Kapıyı kapatıp o da bana baktı.
"İyi günler sana," dedim. Bakışlarımı ondan çekip yola döndüm. Arabanın önünden dolaşıp seke seke, topallaya topallaya etrafa baktım. Yolda herhangi bir trafiğin olmadığını görmemle de zorlansam da ilerledim.
Koluma girip buraya kadar getirir sanmıştım ancak kapımı bile inip gitmem için açmış adamdan bunu beklemem çok yanlıştı.Hâlâ orada olup olmadığına bakmak adına başımı çevirip o tarafa baktım. Arabasına binmişti. Camını indirmiş bana bakıyordu.
Daha fazla ilgisini üstüme çekmek istemeden önüme döndüm ve lojmanın güvenliğinin olduğu kısma geldim. Kapıda ki Adem Abi beni görünce zaten kaşlarını çattı ve kulubeden çıkıp kapıyı açarak yanıma geldi. "Öğretmen Hanım." dedi. Sesi şaşkınlık barındırıyordu. "Ne oldu sana böyle? Niye sekiyorsun?" dedi. Bakışları ayağımda dolaşınca dudaklarımı birbirine bastırdım.
"Bileğimi burktum Adem Abi." dedim. Yürümekte zorluk çektiğimi görmesi ile koluma doladı kolunu. Ona gülümseyip, tek ayakla yürümeye çalıştım. Yardımı sayesinde de kapıdan içeriye girebildik.

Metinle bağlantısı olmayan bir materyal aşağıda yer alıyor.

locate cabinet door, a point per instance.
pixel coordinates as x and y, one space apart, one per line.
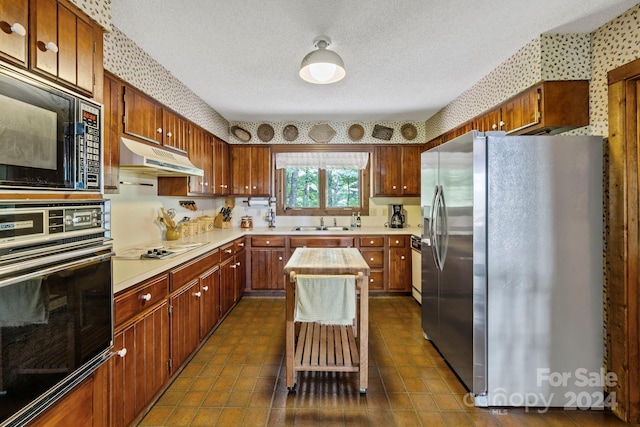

"Yüzbaşı'nın arabasından indin ama?" dedi. Sesi sorgular nitelikteydi. Bulunduğumuz yer zaten küçükken herkes herkes hakkında bilgi sahibiydi ve elbetteki benimde onun arabasından inmiş olmam yadsınacak bir durumdu.
ŞİMDİ OKUDUĞUN
Masum Değiliz
RomanceBir asker, bir öğretmen. Tesadüfi bir karşılaşma. Yolları birbirine denk düşen bu iki insanın yüreği de denk düşecek mi? Gönülleri birbirlerine bağlanıp, mutlu olabilecekler mi? Her şeyden önemlisi sevecekler mi? * "Öğret o zaman!" dedi. Yerimde ti...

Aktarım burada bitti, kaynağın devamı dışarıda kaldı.